In [None]:
# !pip install torch torchvision torchaudio --extra-index-url https://download.pytorch.org/whl/cu118
# !pip install peft wandb dataloader datasets huggingface_hub trl flash_attn bitsandbytes
# !pip install -U accelerate

# Fine-Tuning Setup for Models

This script prepares the environment for fine-tuning a causal language model using Hugging Face Transformers and PEFT (Parameter-Efficient Fine-Tuning).

### Key Libraries:
- **Transformers**: Model loading, tokenization, and training utilities.
- **PEFT**: Lightweight LoRA fine-tuning for large models.
- **TRL**: Chat model formatting for reinforcement learning and instruction tuning.
- **Datasets**: Efficient data loading and iteration.
- **Huggingface Hub**: Authentication for model and dataset uploads.
- **Weights & Biases**: Experiment tracking.

### Main Components:
- Load pretrained model and tokenizer.
- Apply LoRA configuration for efficient fine-tuning.
- Set up chat-friendly format if needed.
- Prepare training arguments and trainer for model fine-tuning.




In [None]:
import torch
import wandb
from datasets import IterableDataset, load_dataset
from transformers import (
    AutoModelForCausalLM,
    AutoTokenizer,
    BitsAndBytesConfig,
    TrainingArguments,
    Trainer,
)
from peft import LoraConfig, get_peft_model
from trl import setup_chat_format
from huggingface_hub import login
from torch.utils.data import Dataset

In [None]:
torch.cuda.empty_cache()

In [None]:
!nvidia-smi


In [None]:
"""Make sure you have enough GPU memory to run this notebook. If you have 24GB of GPU memory, you can run the model with 4-bit quantization. If you have 48GB of GPU memory, you can run the model with 8-bit quantization. If you have 80GB of GPU memory, you can run the model with 16-bit quantization. If you have 128GB of GPU memory, you can run the model with 32-bit quantization."""

In [None]:
class CustomTrainer(Trainer):
    def compute_loss(self, model, inputs, return_outputs=False, num_items_in_batch=None):
        input_ids, labels, attention_mask = inputs[0]
        outputs = model(input_ids,labels=labels, attention_mask=attention_mask)
        loss = outputs.loss
        return (loss, outputs) if return_outputs else loss
    
    def prediction_step(self, model, inputs, prediction_loss_only: bool, ignore_keys=None):
        input_ids, labels, attention_mask = inputs[0]
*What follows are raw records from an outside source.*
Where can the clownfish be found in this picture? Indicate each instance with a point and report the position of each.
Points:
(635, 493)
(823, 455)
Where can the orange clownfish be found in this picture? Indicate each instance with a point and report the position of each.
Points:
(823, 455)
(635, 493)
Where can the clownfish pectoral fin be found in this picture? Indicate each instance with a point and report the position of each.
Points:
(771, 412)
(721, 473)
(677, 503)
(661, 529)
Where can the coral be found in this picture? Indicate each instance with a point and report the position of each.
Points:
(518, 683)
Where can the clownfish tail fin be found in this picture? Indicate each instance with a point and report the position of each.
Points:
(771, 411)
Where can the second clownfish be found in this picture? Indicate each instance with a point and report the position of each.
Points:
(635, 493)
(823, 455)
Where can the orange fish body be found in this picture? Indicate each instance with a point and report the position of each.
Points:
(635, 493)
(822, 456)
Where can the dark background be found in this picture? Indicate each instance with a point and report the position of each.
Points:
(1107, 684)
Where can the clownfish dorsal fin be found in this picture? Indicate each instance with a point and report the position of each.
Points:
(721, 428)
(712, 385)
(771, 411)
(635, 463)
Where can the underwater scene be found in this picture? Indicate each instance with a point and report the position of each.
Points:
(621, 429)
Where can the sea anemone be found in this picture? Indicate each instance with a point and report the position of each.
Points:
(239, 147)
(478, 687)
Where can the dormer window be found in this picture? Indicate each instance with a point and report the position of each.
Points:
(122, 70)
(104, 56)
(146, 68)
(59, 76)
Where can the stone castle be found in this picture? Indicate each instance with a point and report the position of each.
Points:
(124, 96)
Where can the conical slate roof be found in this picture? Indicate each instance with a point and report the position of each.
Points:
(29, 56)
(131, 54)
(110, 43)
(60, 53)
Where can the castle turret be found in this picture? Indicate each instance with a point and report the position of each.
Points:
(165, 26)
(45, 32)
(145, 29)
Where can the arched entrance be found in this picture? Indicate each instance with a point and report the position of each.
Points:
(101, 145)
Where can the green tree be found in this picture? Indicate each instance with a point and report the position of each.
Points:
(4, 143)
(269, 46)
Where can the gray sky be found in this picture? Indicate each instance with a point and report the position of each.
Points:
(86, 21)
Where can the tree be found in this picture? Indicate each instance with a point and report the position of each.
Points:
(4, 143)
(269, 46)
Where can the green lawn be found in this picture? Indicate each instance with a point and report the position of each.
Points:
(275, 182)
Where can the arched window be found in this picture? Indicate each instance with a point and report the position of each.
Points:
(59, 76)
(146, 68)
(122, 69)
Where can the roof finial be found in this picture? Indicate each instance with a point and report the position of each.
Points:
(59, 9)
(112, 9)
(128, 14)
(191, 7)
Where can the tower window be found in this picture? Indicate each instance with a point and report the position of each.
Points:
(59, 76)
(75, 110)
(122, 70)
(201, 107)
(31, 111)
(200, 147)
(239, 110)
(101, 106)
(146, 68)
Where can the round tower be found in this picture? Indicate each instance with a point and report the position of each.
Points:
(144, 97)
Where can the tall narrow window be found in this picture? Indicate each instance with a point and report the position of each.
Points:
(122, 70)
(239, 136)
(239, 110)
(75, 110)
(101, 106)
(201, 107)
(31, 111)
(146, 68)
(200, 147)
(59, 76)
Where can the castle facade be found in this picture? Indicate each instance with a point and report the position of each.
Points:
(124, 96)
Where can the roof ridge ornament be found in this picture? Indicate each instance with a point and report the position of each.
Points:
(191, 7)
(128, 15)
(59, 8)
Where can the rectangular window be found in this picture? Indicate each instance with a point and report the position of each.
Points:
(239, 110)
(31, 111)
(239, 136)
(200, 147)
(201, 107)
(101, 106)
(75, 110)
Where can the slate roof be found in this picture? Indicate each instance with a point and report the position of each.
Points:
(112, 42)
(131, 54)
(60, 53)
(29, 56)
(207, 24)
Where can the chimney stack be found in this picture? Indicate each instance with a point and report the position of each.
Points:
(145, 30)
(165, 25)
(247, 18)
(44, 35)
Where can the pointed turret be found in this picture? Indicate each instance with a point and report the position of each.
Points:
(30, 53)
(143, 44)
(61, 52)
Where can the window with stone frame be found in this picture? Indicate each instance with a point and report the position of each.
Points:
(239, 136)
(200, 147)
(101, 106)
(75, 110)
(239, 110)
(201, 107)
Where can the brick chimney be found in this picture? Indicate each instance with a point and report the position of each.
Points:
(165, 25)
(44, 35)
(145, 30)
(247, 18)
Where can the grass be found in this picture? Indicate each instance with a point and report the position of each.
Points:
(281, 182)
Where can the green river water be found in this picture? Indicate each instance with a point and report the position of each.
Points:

        with torch.no_grad():
            outputs = model(input_ids,labels=labels, attention_mask=attention_mask)
            logits = outputs.logits
            loss = outputs.loss
        return (loss, logits, labels)

In [None]:
class TextDatasetQA(Dataset):
    """
    Dataset class for question-answering tasks.
    This class is used to load and preprocess the dataset for training a model.
    It inherits from the PyTorch Dataset class.
    """
    def __init__(self, tokenizer, max_length=512):
        super(TextDatasetQA, self).__init__()
        self.tokenizer = tokenizer
        self.max_length = max_length
        self.forget_data = datasets.load_dataset('json', data_files='./Dataset/data_v2.json')['train']
        # self.forget_data = datasets.load_dataset('locuslab/TOFU', name='retain90', split='train')

    def __len__(self):
        return len(self.forget_data)

    def __getitem__(self, idx):
        rets = []
        torch.manual_seed(idx)  
        question = self.forget_data[idx]['question']
        answer = self.forget_data[idx]['answers']
        system_prompt = """
        You are a model which is optimized for NER Tagging. The input you receive should be processed word by word, returning the NER tag for each word. You have the following tags available:
        - 'O' for words that are outside of any named entity.
        - 'B-PER' for the beginning of a person's name.
        - 'I-PER' for subsequent words in a person's name.
        - 'B-ORG' for the beginning of an organization's name.
        - 'I-ORG' for subsequent words in an organization's name.
        - 'B-LOC' for the beginning of a location name.
        - 'I-LOC' for subsequent words in a location name.
        - 'B-MISC' for the beginning of a miscellaneous entity.
        - 'I-MISC' for subsequent words in a miscellaneous entity.
        Please return the NER tags for each word in the input you process.
        """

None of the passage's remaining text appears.